Many genes not associated with dopamine may be involved in addiction. Following are some examples.
People who are born with a high tolerance to drugs are suspected to have a higher risk of addiction than those who have normal tolerance. Dr. Ulrike Herberlein from the University of California, San Francisco, studies addiction using fruit flies. She discovered what she calls a “cheap date” gene, which makes some flies more susceptible to the effects of alcohol than others. One fruit-fly gene controls the stimulation of a chemical messenger called cyclic AMP (or cAMP, pronounced “see-amp”). This gene was knocked out of fruit flies to test the effect of a lack of cAMP. The result was that the flies got intoxicated faster than the other flies.1
Although fruit flies aren’t people and no “cheap date” gene has been discovered in humans (yet), all mammals use cAMP messengers. Dr. Ivan Diamond, vice-chair of neurology at the University of California, San Francisco, demonstrated that brain cells exposed to alcohol in a lab dish developed higher levels of cAMP, and that prolonged exposure changed the way cAMP worked within the cells.2
Sociological research has supplemented genetic studies in showing that people who had a high tolerance to alcohol were more likely to become addicted to it. University of California, San Diego, researchers conducted an experiment involving 400 men in their 20′s, all of whom had alcoholic fathers. They were given the equivalent of three to five drinks and tested to see how tolerant they were. Ten years later they were interviewed and 60% of the men with high tolerance had become alcoholics themselves.3
Another genetic variation being studied involves an opioid receptor gene which binds with opiates and alcohol. A gene mutation causes an enhanced ability to bind and thereby increases the resulting euphoria. Male rhesus monkeys with the variant gene doubled their alcohol intake and drank on 30% of testing days, while monkeys without the variation drank on only 8% of testing days. Alcohol-dependent subjects with the mutation also had better therapeutic response to drugs that block opioid receptors.4 Human heavy drinkers with this genetic variation experience greater cravings for alcohol than those with the more common form and thus find it harder to resist the urge to drink.5
Another potential genetic target also involves the opioid system. Those with naturally low levels of beta-endorphins, a type of opioid, are especially susceptible to addiction. The University of Granada in Spain studied 200 families with at least one chronic alcoholic parent in each family. Children with two alcohol-abusing parents had the lowest levels of beta-endorphins, while those with one abusing parent had higher levels, but still less than a control group with no alcohol-abusing parents. Researches suggest that low levels of beta-endorphin may be a biological marker that can be used to identify those at risk of addiction.6
A different potential genetic contributor to addiction involves a monoamine oxidase A (MAOA) gene involved in metabolizing stress-related neurotransmitters. Girls with a low-activity variant of the gene who suffered childhood sexual abuse were more likely to become addicts later in life than those with the high-activity variant. Similarly, boys with the low-activity type were more likely to develop behavioral problems than their high-activity peers.7
There are also genetic variations relating to how drugs are metabolized that impact the risk of addiction. For example, a large minority of Asians (as many as 40%) carry genes which quicken alcohol’s metabolism by as much as 200 times faster than people without this gene variant. Accelerated alcohol break-down overwhelms the body’s ability to cope with toxic byproducts, resulting in feeling uncomfortable even after ingestion of small amounts of alcohol. The same gene has been found in Afro-Trinidadians and a large percentage of Jews. Those with this genetic variant have very low risk of alcoholism.8
1. A Serious Buzz; San Francisco Magazine, Oct. 2000.

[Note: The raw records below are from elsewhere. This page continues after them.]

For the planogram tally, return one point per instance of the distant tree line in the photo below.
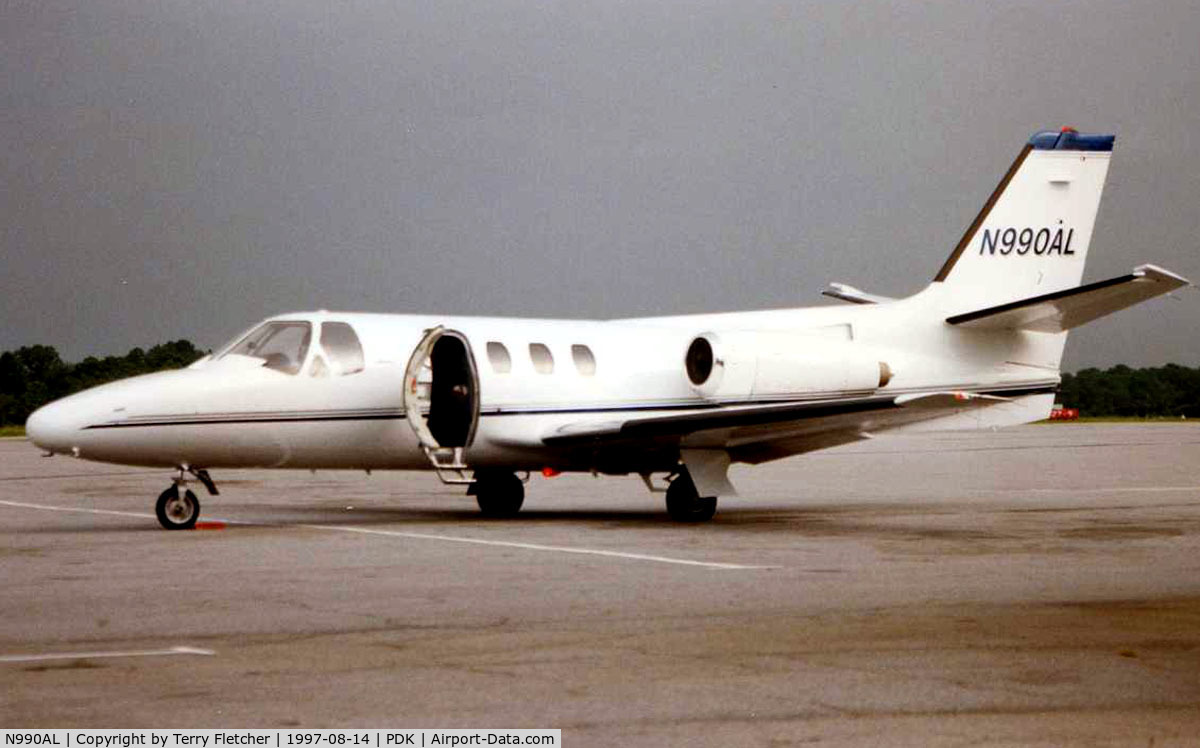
(35, 375)
(1170, 390)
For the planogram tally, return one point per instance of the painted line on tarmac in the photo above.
(418, 536)
(78, 509)
(535, 546)
(54, 656)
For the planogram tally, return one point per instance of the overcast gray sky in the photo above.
(183, 168)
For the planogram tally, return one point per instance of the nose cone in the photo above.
(52, 428)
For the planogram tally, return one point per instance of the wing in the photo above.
(757, 434)
(1057, 312)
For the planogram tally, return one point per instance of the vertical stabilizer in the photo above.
(1032, 235)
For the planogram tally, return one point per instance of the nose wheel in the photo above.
(177, 510)
(177, 507)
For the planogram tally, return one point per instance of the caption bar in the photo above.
(277, 738)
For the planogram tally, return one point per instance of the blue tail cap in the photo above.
(1069, 139)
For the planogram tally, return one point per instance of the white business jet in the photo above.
(485, 401)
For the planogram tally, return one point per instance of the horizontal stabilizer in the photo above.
(849, 293)
(1063, 310)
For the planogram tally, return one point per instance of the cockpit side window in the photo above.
(281, 345)
(342, 347)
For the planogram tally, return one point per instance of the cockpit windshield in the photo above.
(281, 345)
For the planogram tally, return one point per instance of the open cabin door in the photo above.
(441, 399)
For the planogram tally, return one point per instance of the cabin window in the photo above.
(342, 348)
(585, 361)
(541, 358)
(281, 345)
(502, 363)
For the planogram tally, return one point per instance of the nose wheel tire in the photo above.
(177, 512)
(498, 494)
(684, 502)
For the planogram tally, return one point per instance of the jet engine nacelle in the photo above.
(741, 365)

2. A Serious Buzz; San Francisco Magazine, Oct. 2000.
3. A Serious Buzz; San Francisco Magazine, Oct. 2000; Study Advances Evidence For Receptor’s Role In Alcohol Pleasure And Problems, medicalnewstoday.com, March 10, 2007.
5. G Allele Of The Mu-Opioid Receptor Gene Linked To Craving, medicalnewstoday.com, January 7, 2007.
6. Alcohol Abuse Is Hereditary; medicalnewstoday.com, Jul. 5, 2007.
7. Gene Variation Increases Risk for Alcoholism Following Childhood Abuse; medicalnewstoday.com, Jul. 1, 2007.
8. Genetics and Alcohol Consumption; medicalnewstoday.com, May 19, 2007; A Form of the Alcohol Dehydrogenase Gene May Protect Afro-Trinidadians From Developing Alcoholism, medicalnewstoday.com, Jan. 30, 2007.